Никак не могу отучиться спать с открытым окном. Судорожный дребезг трамвая насквозь пробивает комнату. Надо мной проносятся автомобили. Хлопает дверь. Где-то разбилось со звоном стекло, большие осколки хохочут, хихикают мелкие, я все это слышу. Потом вдруг — сдержанней, глуше — шум с другой стороны, где-то в доме, внутри. Кто-то идет по лестнице. Идет, идет — без конца. Уже тут, давно уже тут. И — мимо. И снова улица. Визжит девушка: «Ah, tais-toi, je ne veux plus»[6]. Вверх летит звон трамвая, над всем, сквозь все, прочь, прочь. Кричит кто-то. Бегут, обгоняют друг друга. Собака лает. Какое облегченье — собака! Под утро даже поет петух невыразимая благодать. Потом, вдруг, я засыпаю.

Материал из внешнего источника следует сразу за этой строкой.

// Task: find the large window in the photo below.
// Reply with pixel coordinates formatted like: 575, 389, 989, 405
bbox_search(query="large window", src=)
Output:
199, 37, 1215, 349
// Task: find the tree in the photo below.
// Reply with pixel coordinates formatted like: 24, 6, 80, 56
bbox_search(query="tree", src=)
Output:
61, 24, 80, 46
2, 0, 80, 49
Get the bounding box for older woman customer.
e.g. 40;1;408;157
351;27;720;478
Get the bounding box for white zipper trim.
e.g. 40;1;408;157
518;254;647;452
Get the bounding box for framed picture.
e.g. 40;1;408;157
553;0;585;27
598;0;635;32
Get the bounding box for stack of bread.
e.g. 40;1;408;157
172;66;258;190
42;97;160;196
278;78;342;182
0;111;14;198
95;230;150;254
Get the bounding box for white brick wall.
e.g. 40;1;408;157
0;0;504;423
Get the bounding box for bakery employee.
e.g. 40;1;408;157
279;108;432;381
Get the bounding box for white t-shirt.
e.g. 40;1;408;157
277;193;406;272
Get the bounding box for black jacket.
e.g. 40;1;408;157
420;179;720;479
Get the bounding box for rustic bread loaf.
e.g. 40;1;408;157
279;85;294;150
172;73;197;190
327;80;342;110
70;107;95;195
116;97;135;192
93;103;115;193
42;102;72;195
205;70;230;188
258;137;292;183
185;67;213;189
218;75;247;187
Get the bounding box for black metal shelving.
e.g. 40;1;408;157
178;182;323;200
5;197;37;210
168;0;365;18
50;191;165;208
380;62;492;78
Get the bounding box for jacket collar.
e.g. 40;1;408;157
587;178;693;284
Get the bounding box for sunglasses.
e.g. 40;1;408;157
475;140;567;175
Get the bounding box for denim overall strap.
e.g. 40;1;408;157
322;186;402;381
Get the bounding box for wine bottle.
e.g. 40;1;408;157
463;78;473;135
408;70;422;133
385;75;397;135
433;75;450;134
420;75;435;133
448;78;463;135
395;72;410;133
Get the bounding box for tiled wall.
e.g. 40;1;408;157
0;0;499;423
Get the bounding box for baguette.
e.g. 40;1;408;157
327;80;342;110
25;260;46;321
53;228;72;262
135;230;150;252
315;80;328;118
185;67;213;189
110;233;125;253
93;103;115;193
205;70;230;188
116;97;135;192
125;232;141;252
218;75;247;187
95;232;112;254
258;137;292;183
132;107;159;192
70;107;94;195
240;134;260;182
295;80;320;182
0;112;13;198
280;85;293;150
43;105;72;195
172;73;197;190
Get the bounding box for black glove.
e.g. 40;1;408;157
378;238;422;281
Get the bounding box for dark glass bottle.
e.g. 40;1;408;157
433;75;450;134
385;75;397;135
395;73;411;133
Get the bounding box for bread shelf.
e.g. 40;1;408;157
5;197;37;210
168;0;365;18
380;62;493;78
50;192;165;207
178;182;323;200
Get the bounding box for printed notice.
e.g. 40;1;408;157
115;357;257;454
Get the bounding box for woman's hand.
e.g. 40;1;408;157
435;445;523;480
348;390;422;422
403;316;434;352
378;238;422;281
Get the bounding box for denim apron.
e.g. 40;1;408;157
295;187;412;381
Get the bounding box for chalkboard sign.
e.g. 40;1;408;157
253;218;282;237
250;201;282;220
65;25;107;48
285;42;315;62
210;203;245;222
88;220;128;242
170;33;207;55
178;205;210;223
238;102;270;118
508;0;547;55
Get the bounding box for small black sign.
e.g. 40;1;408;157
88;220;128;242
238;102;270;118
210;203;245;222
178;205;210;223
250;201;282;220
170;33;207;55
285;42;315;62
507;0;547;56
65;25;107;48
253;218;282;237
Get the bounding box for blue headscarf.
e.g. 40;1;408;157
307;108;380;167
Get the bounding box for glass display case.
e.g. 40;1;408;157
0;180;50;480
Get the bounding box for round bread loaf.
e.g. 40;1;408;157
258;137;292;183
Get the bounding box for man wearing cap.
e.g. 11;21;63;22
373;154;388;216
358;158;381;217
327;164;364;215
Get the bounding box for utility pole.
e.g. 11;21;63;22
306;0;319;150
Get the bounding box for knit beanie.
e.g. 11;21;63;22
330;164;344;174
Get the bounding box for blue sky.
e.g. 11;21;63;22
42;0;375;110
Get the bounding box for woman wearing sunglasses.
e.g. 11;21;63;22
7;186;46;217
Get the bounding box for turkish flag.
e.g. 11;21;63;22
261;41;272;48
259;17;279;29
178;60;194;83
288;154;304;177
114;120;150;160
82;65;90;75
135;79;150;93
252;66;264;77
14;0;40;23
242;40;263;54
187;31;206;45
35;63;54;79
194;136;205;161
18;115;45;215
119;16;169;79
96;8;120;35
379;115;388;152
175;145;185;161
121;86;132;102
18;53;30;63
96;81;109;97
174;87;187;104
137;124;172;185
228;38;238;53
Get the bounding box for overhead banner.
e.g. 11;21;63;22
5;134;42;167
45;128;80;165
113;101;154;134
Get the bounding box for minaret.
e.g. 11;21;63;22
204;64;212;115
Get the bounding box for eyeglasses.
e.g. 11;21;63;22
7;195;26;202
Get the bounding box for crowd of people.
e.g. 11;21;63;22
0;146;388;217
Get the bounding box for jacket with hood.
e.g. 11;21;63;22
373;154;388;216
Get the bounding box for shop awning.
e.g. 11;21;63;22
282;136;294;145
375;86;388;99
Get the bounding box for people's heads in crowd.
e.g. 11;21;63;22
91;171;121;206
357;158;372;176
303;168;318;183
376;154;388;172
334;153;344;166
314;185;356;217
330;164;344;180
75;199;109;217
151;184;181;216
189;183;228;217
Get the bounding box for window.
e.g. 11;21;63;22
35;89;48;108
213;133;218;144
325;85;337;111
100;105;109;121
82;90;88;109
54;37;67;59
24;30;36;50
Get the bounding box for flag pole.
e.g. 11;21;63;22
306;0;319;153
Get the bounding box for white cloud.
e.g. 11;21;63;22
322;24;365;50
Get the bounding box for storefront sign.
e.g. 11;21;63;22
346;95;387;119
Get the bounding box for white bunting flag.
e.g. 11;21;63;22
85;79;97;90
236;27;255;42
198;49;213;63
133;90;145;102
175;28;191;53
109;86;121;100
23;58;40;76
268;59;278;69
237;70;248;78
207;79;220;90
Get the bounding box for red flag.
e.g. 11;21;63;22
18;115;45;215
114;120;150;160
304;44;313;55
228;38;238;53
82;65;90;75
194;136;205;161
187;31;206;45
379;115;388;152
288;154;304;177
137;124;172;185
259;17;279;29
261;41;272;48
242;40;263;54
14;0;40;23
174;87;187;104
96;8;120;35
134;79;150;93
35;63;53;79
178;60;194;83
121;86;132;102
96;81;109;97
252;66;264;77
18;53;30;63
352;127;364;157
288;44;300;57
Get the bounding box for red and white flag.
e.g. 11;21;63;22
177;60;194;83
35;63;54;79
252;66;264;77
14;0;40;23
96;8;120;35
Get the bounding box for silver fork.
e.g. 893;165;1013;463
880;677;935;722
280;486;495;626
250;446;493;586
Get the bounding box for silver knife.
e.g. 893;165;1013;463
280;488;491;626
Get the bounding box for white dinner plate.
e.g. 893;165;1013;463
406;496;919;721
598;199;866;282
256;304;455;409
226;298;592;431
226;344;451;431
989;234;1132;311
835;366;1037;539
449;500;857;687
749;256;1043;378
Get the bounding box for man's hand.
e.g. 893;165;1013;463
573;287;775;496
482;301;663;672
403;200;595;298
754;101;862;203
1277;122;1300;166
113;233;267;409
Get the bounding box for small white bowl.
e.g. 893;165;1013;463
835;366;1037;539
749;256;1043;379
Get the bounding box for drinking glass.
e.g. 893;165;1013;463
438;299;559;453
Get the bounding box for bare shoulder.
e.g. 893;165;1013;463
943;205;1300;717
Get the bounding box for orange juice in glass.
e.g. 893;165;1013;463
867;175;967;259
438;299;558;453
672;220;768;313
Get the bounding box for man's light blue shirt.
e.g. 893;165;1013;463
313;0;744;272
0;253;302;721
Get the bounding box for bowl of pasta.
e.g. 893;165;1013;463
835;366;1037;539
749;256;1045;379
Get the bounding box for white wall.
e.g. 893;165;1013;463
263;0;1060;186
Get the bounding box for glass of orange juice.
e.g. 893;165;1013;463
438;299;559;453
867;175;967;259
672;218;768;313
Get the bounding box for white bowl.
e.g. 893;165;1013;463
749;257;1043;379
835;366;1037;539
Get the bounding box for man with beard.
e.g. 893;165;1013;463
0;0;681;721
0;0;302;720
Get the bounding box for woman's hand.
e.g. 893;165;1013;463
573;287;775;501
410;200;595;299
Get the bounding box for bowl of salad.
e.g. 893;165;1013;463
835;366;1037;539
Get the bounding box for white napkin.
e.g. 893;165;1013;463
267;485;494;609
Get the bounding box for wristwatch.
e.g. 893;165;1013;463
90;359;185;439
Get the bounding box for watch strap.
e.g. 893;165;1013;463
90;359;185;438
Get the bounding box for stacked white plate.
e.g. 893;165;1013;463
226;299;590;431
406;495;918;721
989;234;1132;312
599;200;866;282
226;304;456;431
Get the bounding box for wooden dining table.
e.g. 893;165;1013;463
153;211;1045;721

Это шумы. Но есть кое-что страшнее шумов — тишина. Я думаю, во время большого пожара наступает такой мучительный миг: водяные струи опадают, уже не карабкаются вверх пожарные, все замирает. Медленно рушится сверху черный карниз, и всей стеной, схваченной огнем, дом кренится — беззвучно. Все стоит, застыв, сжавшись, ждет страшного удара. Вот такая тут тишина.
Я учусь видеть. Не знаю, отчего это так, но все теперь глубже в меня западает, не оседает там, где прежде вязло во мне. Во мне есть глубина, о которой я не подозревал. Все теперь уходит туда. И уж что там творится — не знаю.
Сегодня писал письмо и вдруг сообразил, что ведь я здесь всего три недели. Три недели в другом месте, в деревне например, промелькнули бы как один день, здесь это целая вечность. И не буду я больше писать писем. Зачем сообщать кому-то, что я меняюсь? Если я меняюсь, я уже не тот, кем был, я уже кто-то другой, и, стало быть, у меня нет знакомых. А чужим людям, людям, которые не знают меня, я писать не могу.
Я говорил уже? Я учусь видеть. Да, начинаю. Пока еще дело идет неважно. Но я учусь.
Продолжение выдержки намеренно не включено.